Do you find low carbing in UK extremely difficult?

In cafes in Spain, Italy, etc, you can have with your delicious coffee, seasoned olives, cheese, deli meats, nuts, and all other nice low carb things.

In UK, cafes are filled with carb bombs and nothing else.

In UK restaurants, you order a plate with meat and the meat is often a small portion, not enough to make you full. In salads, you get sugar ridden dressings and they almost never have olive oil! They don't serve cheese, they don't serve deli in pubs, eveything that has meat is ridiculously expensive and when you pay to get meat, you get it ridiculously lean! Also most cheeses are ridiculously sweet.

It's really struggling to do low carb in the UK, or is the place I am in?
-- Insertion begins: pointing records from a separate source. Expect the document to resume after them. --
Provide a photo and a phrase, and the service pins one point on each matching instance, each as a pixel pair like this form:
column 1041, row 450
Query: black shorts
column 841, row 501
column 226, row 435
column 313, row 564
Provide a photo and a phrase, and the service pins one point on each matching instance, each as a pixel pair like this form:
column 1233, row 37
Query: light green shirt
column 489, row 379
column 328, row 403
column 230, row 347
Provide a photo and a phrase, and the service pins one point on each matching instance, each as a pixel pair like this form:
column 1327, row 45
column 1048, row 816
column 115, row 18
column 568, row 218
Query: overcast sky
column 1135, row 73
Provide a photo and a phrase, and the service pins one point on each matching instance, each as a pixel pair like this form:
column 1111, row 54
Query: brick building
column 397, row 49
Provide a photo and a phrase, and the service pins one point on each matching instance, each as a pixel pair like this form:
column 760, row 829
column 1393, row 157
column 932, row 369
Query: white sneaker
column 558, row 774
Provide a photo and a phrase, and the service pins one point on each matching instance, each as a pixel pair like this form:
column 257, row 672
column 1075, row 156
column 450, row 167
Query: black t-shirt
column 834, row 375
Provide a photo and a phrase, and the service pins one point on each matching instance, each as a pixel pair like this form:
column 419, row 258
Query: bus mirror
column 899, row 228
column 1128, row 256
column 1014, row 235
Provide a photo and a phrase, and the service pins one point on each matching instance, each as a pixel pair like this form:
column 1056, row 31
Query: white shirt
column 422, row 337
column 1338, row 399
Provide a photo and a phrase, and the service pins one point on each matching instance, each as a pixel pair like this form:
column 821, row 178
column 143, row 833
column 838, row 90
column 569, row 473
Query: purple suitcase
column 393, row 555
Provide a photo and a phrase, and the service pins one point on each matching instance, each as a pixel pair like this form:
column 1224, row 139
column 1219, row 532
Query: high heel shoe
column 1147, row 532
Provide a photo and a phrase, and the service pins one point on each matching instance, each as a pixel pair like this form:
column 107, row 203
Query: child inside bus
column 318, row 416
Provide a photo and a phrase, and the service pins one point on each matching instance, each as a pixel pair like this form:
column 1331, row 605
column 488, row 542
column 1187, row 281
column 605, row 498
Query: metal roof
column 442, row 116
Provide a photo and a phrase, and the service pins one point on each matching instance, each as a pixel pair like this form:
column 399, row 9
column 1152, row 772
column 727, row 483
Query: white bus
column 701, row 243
Mediterranean is full of meat and veggies, while UK is only chips, sweet sauces, battered stuff, and pies!


Yes, I agree, cafe food in the UK tends to focus on high sugar carbs so that carboholics can feed their addiction on a regular basis :-o

I find restaurants are better but you need to choose the right ones and you have to negotiate with the waiter. My stance is that if they have the ingredients I want on my plate on the menu somewhere, that they should be able to change a chicken and chips for example into a chicken, broccoli, avocado etc.

I have been T1 for over 35 years and , having switched to LCHF a year ago, for the first time I find that I am the 'difficult eater' in restaurants! But it usually works. It seems true though that if you go to a more expensive restaurant you stand a better chance of success. Keep at it, the wheel is turning and LCHF is gaining popularity. This will change the menus eventually. I am dreaming of tapas heaven :))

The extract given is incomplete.